• First commercial flight takes off from Damascus after the removal of former regime
• 43 people onboard, including a journalist in what was the first successful civilian flight since the fall of the genocidal regime
As part of a massive symbolic gesture to demonstrate the restarting of the Syrian economy and the return to norm, the first civilian flight has taken off from Damascus since the revolution.
The flight landed in Aleppo in the country’s north today with 43 passengers on board including numerous journalists.
This comes after the former head of the rebel movement, Ahmed al-Sharaa, also known as Abu Mohammad al-Julani who is now the leader of Syria, had met with UN special envoy Geir Pedersen along with multiple western officials.
Pro-Assad forces abandoned the airport on December 8 as rebel fighters closed in on the capital following the lightning offensive that began on November 27.
Earlier this week videos circulating on social media had shown airport staff painting a pro-opposition three-start flag on aeroplanes, a symbol of the start of the uprising in 2011.
AFP news had reported that an anonymous airport official had said that flights would resume on December 24 following maintenance work.
The economy
In neighbouring Jordan the Jaber border crossing has reopened for trade, allowing goods to resume flowing between the two countries.
The Syrian economy is still devastated even after the removal of Assad with some Syria watchers warning it could take nearly 10 years for the country to return to 2011 GDP levels with a total of two decades to be fully rebuilt.
From 2010-2020 the countries GDP halved with staple food products and local industrial and agricultural production collapsing.
Syria, once the largest oil exporter in the Eastern Mediterranean, lost its key position in oil production and oil exports because of sanctions, corruption and having its oil taken by other groups like ISIS and the Kurds.
With increasing oil and gas prices in Europe since the start of the Russia-Ukraine war it benefits Europe to have access to Syrian oil in the European market with the European Union announcing on Monday that they would be willing to lift sanctions if certain conditions are met.
At a meeting in Brussels, the EU’s top diplomats have said they want guarantees from members of Syria’s government that they are preparing for a peaceful political future involving all minority groups, one in which extremism and former allies Russia and Iran have no place.
The new governments reputation since takeover has already seemed promising with very few reports of revenge killings or sectarian violence.
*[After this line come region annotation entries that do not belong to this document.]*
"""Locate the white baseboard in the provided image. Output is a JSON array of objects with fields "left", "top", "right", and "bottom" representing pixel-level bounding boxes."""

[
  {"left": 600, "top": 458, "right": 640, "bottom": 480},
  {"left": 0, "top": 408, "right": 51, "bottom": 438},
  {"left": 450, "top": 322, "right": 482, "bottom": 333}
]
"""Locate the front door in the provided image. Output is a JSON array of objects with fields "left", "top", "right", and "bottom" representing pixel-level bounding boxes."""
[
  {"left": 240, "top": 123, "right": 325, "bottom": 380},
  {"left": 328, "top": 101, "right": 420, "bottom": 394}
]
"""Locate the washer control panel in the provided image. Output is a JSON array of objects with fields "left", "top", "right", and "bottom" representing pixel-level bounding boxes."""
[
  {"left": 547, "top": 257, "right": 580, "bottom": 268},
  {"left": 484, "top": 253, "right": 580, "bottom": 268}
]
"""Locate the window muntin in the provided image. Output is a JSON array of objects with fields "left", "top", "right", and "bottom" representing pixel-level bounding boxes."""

At a meeting with reporters, EU foreign policy chief Kaja Kallas said: “Syria faces an optimistic, positive, but rather uncertain future, and we have to make sure that this goes to the right direction”.
The UN envoy for Syria has already pressed for the removal of sanctions which already puts the Syrian government at a far less isolated state then the Taliban once they took over Afghanistan.
Time will tell if western powers continue to allow the continued starvation of much of an entire population because of dislike of the new Syrian government.